光さす(鉢雷)

 不破 雷(らい)は親友で、先の世ではとても大切な戦友でもあった久々知 兵(へい)と一緒に廊下を歩いていた。学園に居た時と違い、この世ではクラスも一緒の大親友だ。いつの間にか不破と久々知はセットの扱いを受けている。そのことにまるで先の世の自分と鉢屋 三郎を思い出し、雷は自分の大切な人がどこに居るのかと気付かれぬように溜め息を吐いた。
 兵やタカ丸、滝や喜代(きよ)には出会ったが、肝心の三郎にだけはまだ出会えていない。この際、自分と対にならなくても良いから、ただ無事で生まれていてほしい、という気持ちだけが雷にはあった。――あんな別れを、経験した後では尚更。
 もう一度だけで良い、逢いたい。そんなことを考えながら、雷は廊下を歩いていた。そのことに考えが行き過ぎていた所為だろうか、普段ではやらない大ポカをやらかしてしまう。

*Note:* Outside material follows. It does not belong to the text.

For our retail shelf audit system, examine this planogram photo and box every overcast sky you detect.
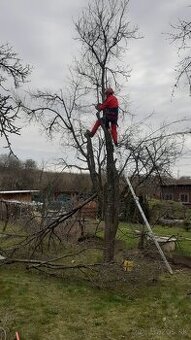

人にぶつかったのだ。挙句、手に持っていた荷物をばらまくというおまけ付きだ。元忍でありながらなさけない、と思いつつ、雷は廊下に散らばったものを拾い上げようと慌てて屈みながら、相手に謝ろうと顔を上げた。
「――さぶ、ろう……?」
「え?」
 室町時代の友人たちは皆前世の面影を持って生まれてきた。それは雷も兵も一緒で(だからこそお互いが分かったのだが)、当然それは鉢屋 三郎にも当てはまる。しかし、彼の場合は素顔を誰にも――たったひとり、恋人であった雷蔵以外――見せていなかったのだ。だから、雷の顔とは全く違うその顔を見て、反応をしたのは雷だけだった。
 思わず口から零れ落ちた名前に、相手が怪訝そうに顔を上げる。訝しそうに自分を見つめて瞬きをする様子はまさしく鉢屋 三郎そのもので、雷は込み上げてくる涙を堪えることができなかった。
「え、ちょっと!? 俺、そんなに強くぶつかったか? それとも、どっか悪いとこ……?」
「あ…………あ、いえ、ごめんなさい。何でもないの。何でもないの……貴方の所為じゃないから。ごめんなさい。ただ、涙が止まらなくって……」
 しかし、雷はそこで気付く。彼に自分の記憶が――先の世の記憶がないことを。それに悲しさを覚えながらも、雷は彼が今無事に目の前に居る事実を神へと感謝した。ぽろぽろと零れる涙を拭って、無理やり笑みを作る。傍らに居た兵がまじまじと三郎の顔を眺めた後、雷が立つのを支えてくれた。
「これ、あんたのだろ?」
「あ、ごめんなさい。拾ってくれて有り難う。――有り難う」
 静かに涙を流しながら、雷は差し出されたノートを受け取る。それに三郎はひどく怪訝そうな顔で彼女を見つめていたが、一度首を傾げると彼女を置いて去って行った。その背中を眺めながら、兵は小さく呟く。
「あれ、本当に三郎なのか? だって、あいつ記憶……それに、あんまりにも雷に冷たすぎないか?」
「ううん、間違いないよ。三郎。――兵助、良かった。三郎、生きてた。無事に生きて、今ここに居たよ。ああ、神様有り難うございます」
 雷は三郎に手渡されたノートを抱えて、ほろほろと涙を流した。兵もまた記憶がない人間が居ることは知っていたが、あの三郎が彼女の記憶を失うなんて、考えられない。それゆえにどこか猜疑を抱えたままに、彼女は遠ざかっていく三郎の背中を目を細めて見つめた。